Precipitation hardening and structure evolution in hypereutectic Al-6 % Fe-Zr alloys subjected to ultrasonic melt processing

Abstract

Copyright © 2023 The Author(s). The objective of this research was to study the influence of Zr concentration and ultrasonic melt processing (USP) on the microstructure and precipitation hardening of a hypereutectic Al-6% Fe alloy. Such alloys have a good potential in high-temperature, wear-resistant, and conducting applications but suffer from coarse structure and low strength/ductility, which prevents their processing. The microstructure of the studied alloys consisted of primary Al13Fe4 intermetallics and (Al)+Al13Fe4 eutectic colonies, which were successfully refined by adding Zr and performing USP. The mechanisms of USP and Zr were confirmed for the Al-6 % Fe alloys with a range of Zr additions. The structure refinement led to improved hardness and tensile properties of the alloys. All studied alloys demonstrated strong precipitation hardening effect with hardness increasing 4–5 times, reaching 170 HV for the alloy with 0.4 % Zr after annealing at 400 ℃ for 20 hrs. The electrical conductivity increased from 25 % IACS in the as-cast alloy to 40% IACS in the annealed Al-6% Fe-0.4 % Zr alloy.
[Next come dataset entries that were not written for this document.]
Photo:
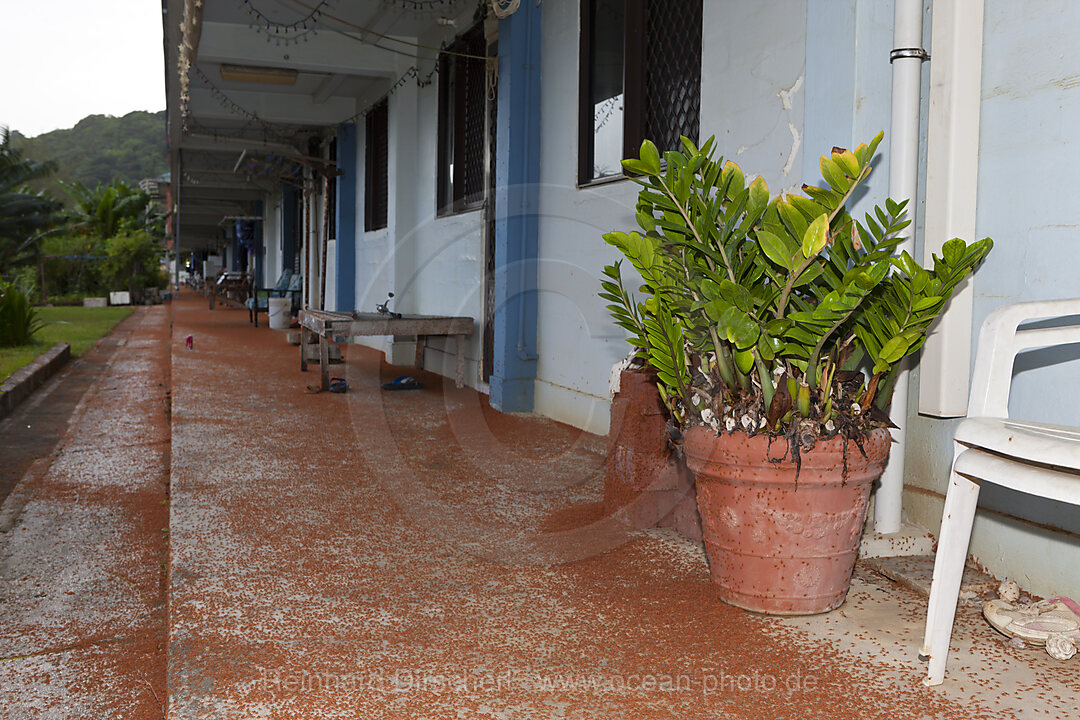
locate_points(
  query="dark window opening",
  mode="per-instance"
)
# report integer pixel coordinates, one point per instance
(376, 167)
(332, 190)
(462, 105)
(639, 77)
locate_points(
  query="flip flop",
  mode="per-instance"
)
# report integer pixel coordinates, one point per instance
(1053, 623)
(404, 382)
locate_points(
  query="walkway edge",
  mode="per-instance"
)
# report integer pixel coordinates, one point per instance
(25, 380)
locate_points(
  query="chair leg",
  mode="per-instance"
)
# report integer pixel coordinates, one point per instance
(324, 363)
(305, 334)
(957, 518)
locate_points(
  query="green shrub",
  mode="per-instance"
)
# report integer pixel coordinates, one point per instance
(133, 262)
(18, 317)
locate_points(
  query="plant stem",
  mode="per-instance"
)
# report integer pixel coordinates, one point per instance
(768, 390)
(689, 223)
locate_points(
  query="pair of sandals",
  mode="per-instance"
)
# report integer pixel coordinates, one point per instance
(1053, 624)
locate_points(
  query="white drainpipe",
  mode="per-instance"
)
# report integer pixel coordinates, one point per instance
(906, 58)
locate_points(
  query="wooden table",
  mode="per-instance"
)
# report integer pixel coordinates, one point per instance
(328, 325)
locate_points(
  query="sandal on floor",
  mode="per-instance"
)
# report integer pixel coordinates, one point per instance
(1054, 623)
(404, 382)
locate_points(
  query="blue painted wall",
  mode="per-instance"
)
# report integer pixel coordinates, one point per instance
(517, 168)
(345, 267)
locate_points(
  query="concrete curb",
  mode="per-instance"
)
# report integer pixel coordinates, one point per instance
(25, 380)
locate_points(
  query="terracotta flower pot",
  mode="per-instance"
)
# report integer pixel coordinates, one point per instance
(775, 545)
(645, 483)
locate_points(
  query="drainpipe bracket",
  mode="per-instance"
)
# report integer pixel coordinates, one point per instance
(903, 53)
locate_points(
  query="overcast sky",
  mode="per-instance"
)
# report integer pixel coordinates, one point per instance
(64, 59)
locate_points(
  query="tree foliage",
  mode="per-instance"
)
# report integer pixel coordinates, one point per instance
(100, 148)
(24, 213)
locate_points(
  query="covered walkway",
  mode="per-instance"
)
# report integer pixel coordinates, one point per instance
(416, 555)
(404, 555)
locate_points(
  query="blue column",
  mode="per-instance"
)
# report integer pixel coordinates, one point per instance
(346, 268)
(516, 216)
(288, 220)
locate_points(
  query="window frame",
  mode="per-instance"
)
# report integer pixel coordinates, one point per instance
(377, 189)
(450, 195)
(633, 87)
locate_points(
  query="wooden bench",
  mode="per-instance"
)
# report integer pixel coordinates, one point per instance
(326, 325)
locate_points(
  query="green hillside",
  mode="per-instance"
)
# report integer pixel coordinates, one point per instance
(102, 147)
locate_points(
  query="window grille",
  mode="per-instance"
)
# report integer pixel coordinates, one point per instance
(462, 133)
(376, 166)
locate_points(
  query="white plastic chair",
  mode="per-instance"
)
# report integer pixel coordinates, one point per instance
(1037, 459)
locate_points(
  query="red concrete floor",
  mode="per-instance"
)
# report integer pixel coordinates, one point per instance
(83, 534)
(418, 555)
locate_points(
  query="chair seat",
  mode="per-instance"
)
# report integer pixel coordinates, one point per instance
(1033, 442)
(1040, 480)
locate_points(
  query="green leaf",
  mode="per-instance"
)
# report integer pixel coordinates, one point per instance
(848, 163)
(926, 303)
(744, 361)
(731, 177)
(892, 351)
(774, 248)
(758, 198)
(834, 175)
(953, 252)
(815, 236)
(737, 295)
(739, 328)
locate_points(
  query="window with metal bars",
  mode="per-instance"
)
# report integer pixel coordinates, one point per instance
(462, 104)
(639, 78)
(376, 179)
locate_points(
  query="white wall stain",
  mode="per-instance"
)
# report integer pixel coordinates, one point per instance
(785, 95)
(796, 141)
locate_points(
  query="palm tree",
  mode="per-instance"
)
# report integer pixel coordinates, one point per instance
(24, 214)
(107, 209)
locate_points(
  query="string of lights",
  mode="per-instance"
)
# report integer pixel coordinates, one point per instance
(278, 27)
(420, 5)
(367, 30)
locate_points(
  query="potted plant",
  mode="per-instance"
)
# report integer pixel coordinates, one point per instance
(777, 327)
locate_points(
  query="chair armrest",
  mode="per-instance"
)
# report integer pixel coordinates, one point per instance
(1000, 341)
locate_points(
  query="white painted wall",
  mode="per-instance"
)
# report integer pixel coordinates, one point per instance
(433, 265)
(753, 76)
(1028, 172)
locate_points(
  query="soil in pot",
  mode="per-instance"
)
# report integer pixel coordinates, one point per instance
(775, 543)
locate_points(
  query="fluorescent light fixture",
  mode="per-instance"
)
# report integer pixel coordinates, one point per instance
(253, 73)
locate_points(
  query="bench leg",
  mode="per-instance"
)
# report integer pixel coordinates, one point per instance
(421, 341)
(324, 362)
(957, 518)
(459, 370)
(305, 335)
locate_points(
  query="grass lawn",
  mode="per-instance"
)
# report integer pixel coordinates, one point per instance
(81, 327)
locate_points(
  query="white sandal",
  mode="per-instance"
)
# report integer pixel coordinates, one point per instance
(1054, 623)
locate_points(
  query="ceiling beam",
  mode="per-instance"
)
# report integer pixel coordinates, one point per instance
(327, 86)
(332, 52)
(272, 107)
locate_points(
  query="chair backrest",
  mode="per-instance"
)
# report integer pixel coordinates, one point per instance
(283, 281)
(1000, 340)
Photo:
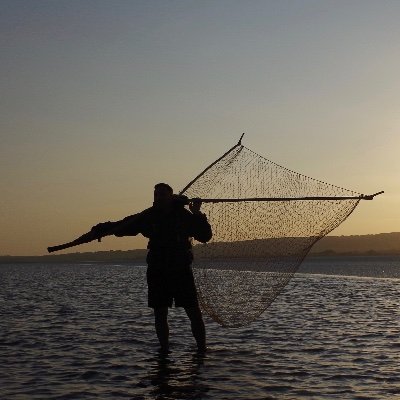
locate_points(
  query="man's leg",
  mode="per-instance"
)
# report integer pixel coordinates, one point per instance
(162, 329)
(198, 328)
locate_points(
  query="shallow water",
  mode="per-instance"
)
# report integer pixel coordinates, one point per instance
(84, 332)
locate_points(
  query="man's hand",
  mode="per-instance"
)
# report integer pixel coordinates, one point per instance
(195, 205)
(103, 228)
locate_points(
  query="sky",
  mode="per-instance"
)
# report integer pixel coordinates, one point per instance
(100, 100)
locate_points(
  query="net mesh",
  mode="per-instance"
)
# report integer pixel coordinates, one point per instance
(257, 246)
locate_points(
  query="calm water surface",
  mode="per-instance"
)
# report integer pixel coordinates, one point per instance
(84, 332)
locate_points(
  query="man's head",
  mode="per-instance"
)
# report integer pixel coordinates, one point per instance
(163, 195)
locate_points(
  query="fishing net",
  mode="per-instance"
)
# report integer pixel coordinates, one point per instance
(265, 219)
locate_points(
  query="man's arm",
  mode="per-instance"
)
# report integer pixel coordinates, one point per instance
(129, 226)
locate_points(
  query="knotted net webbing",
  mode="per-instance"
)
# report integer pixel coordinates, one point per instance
(258, 243)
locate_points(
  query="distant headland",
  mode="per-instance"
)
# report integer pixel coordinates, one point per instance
(355, 245)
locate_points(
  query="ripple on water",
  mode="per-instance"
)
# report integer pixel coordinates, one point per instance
(85, 332)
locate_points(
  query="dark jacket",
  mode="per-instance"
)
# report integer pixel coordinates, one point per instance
(167, 230)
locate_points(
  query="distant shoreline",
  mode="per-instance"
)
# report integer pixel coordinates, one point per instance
(382, 244)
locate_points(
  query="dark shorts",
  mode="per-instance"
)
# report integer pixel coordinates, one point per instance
(170, 279)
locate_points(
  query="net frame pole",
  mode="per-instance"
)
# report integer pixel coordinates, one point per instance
(362, 197)
(239, 143)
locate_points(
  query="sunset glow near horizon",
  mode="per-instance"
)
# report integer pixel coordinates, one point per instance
(101, 100)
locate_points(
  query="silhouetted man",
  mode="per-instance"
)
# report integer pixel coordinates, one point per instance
(169, 226)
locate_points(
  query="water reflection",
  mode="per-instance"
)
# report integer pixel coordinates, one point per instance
(175, 377)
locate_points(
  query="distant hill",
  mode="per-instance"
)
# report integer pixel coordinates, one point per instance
(378, 244)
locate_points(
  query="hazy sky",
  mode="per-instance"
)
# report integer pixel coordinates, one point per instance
(102, 99)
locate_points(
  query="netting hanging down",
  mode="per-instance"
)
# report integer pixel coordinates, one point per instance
(258, 243)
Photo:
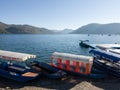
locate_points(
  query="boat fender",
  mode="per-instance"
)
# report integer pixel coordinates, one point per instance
(13, 73)
(61, 72)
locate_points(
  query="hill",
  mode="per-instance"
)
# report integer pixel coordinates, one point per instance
(94, 28)
(22, 29)
(65, 31)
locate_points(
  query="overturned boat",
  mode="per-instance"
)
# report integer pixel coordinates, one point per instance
(15, 71)
(76, 65)
(107, 61)
(47, 70)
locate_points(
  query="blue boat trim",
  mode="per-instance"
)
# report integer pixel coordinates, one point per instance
(105, 55)
(47, 70)
(15, 74)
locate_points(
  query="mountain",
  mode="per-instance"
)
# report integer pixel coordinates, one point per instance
(65, 31)
(94, 28)
(22, 29)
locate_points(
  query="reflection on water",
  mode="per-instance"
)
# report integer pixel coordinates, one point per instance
(44, 45)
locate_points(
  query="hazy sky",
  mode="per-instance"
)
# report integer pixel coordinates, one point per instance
(59, 14)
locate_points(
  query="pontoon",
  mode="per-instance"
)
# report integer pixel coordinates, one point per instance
(15, 71)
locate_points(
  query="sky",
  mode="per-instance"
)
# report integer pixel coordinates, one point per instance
(59, 14)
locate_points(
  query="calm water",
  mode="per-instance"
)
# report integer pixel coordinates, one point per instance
(44, 45)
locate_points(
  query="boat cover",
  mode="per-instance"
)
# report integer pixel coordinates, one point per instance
(66, 56)
(108, 55)
(15, 55)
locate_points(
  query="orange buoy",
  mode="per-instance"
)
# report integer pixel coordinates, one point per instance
(59, 60)
(87, 68)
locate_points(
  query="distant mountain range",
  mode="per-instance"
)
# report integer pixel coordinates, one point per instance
(94, 28)
(22, 29)
(65, 31)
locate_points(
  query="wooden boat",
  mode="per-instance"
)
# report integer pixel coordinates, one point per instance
(75, 65)
(47, 70)
(15, 71)
(84, 43)
(107, 61)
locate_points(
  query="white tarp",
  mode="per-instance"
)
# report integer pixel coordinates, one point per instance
(66, 56)
(15, 55)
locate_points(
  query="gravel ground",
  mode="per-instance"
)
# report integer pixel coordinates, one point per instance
(72, 83)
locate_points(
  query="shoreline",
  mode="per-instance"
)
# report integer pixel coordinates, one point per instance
(70, 83)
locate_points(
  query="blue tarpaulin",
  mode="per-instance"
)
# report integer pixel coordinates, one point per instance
(104, 54)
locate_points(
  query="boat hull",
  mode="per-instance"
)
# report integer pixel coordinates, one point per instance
(12, 74)
(95, 75)
(106, 68)
(56, 73)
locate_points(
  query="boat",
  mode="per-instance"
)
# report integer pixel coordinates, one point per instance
(14, 71)
(107, 62)
(84, 43)
(47, 70)
(108, 46)
(77, 65)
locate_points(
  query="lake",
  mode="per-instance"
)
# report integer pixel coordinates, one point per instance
(44, 45)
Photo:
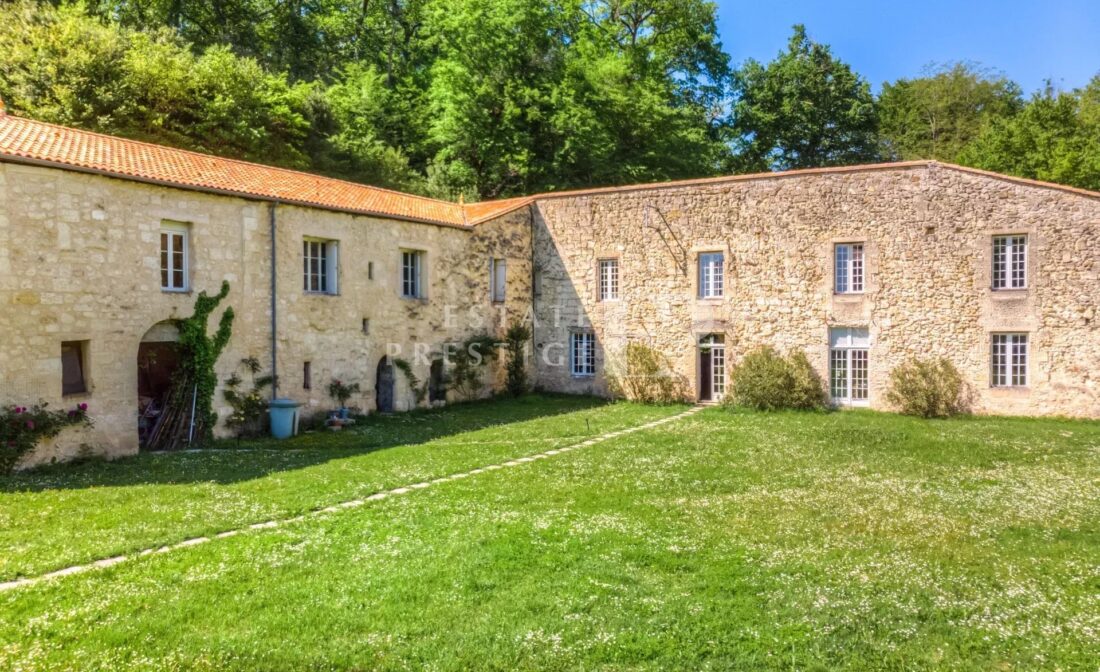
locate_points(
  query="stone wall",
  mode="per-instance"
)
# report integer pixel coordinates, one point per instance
(79, 261)
(927, 233)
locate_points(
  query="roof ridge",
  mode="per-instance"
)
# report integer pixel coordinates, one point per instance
(235, 161)
(806, 172)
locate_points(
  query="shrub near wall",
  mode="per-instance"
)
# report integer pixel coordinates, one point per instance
(644, 374)
(928, 388)
(767, 381)
(22, 428)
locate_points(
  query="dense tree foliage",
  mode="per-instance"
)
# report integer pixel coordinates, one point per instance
(936, 116)
(1055, 138)
(804, 109)
(492, 99)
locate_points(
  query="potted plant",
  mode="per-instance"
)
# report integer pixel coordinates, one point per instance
(340, 394)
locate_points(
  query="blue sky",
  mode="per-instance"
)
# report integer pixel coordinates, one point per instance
(883, 40)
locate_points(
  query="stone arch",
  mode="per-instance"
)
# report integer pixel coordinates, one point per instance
(157, 361)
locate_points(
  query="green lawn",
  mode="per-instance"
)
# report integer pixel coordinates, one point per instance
(851, 540)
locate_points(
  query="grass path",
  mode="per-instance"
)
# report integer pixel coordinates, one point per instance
(334, 508)
(72, 515)
(719, 541)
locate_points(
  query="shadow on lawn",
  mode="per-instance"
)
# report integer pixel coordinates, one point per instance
(231, 461)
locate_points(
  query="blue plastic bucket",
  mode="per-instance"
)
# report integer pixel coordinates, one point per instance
(283, 416)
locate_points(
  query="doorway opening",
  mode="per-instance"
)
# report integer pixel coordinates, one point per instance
(157, 361)
(384, 386)
(712, 367)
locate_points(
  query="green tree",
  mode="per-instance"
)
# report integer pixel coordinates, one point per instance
(360, 106)
(641, 95)
(804, 109)
(937, 114)
(66, 67)
(490, 94)
(1055, 138)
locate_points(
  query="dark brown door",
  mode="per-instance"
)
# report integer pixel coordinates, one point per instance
(384, 386)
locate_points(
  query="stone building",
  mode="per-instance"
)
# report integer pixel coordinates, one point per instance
(103, 241)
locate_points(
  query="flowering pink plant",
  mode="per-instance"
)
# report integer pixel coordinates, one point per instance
(21, 428)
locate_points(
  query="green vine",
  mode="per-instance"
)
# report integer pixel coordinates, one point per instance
(418, 389)
(515, 344)
(468, 361)
(250, 408)
(195, 379)
(21, 428)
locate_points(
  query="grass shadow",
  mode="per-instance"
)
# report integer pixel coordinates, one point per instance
(230, 461)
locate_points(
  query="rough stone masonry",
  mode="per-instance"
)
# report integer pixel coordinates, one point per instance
(81, 255)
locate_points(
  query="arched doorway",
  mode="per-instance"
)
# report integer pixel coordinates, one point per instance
(157, 360)
(384, 386)
(712, 367)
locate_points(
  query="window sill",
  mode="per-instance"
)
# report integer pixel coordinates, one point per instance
(1009, 295)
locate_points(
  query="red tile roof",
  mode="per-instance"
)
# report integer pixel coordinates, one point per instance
(35, 142)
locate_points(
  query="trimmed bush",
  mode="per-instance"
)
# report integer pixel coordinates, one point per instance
(767, 381)
(645, 374)
(928, 388)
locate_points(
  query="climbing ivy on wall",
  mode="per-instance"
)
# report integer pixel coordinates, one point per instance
(194, 383)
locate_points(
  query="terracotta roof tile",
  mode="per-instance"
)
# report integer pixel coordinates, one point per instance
(44, 143)
(39, 142)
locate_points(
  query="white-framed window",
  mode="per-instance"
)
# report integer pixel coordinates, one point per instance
(608, 279)
(1009, 360)
(175, 256)
(847, 366)
(711, 275)
(413, 274)
(319, 265)
(498, 277)
(1010, 262)
(582, 353)
(848, 267)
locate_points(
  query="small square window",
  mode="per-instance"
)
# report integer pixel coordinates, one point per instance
(1009, 360)
(74, 367)
(582, 353)
(608, 279)
(319, 265)
(1010, 262)
(711, 275)
(413, 274)
(174, 256)
(848, 267)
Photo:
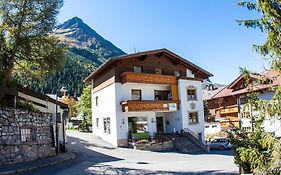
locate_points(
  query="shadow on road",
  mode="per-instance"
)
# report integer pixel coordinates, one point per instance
(110, 170)
(88, 162)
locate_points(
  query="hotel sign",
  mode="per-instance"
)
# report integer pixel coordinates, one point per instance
(172, 106)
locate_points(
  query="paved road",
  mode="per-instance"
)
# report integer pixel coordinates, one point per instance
(93, 156)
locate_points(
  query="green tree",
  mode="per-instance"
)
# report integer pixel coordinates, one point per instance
(26, 45)
(72, 105)
(270, 22)
(259, 152)
(85, 104)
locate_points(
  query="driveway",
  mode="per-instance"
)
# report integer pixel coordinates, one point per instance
(94, 156)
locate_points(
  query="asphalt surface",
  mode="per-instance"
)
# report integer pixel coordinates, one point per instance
(93, 156)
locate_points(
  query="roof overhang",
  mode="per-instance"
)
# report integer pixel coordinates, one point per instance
(159, 52)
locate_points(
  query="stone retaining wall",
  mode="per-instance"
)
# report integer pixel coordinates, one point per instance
(12, 147)
(158, 147)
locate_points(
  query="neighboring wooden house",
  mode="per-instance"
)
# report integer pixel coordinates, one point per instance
(227, 104)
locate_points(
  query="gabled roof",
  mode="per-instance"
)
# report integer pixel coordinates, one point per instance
(158, 51)
(230, 91)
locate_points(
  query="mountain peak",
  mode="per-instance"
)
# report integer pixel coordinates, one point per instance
(74, 22)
The prime novelty of this work is a considerable increase of hardness upon annealing, i.e. more than 100 HV, in the Al-6 % Fe alloy with only minute traces of Zr (<0.01 %). The precipitation phenomena were investigated by transmission electron microscopy. The precipitation of the semi-coherent Al13Fe4 phase with Zr segregated to its surface was observed for the first time. All studied alloys (with minute and larger Zr additions) showed the precipitation of this phase, while the alloys with the larger amount of Zr also demonstrated the precipitation of the metastable L12 Al3Zr phase. Therefore, the properties improvement was attributed to the structure refinement and the formation of Zr-modified Al13Fe4 and Al3Zr precipitates in the microstructure.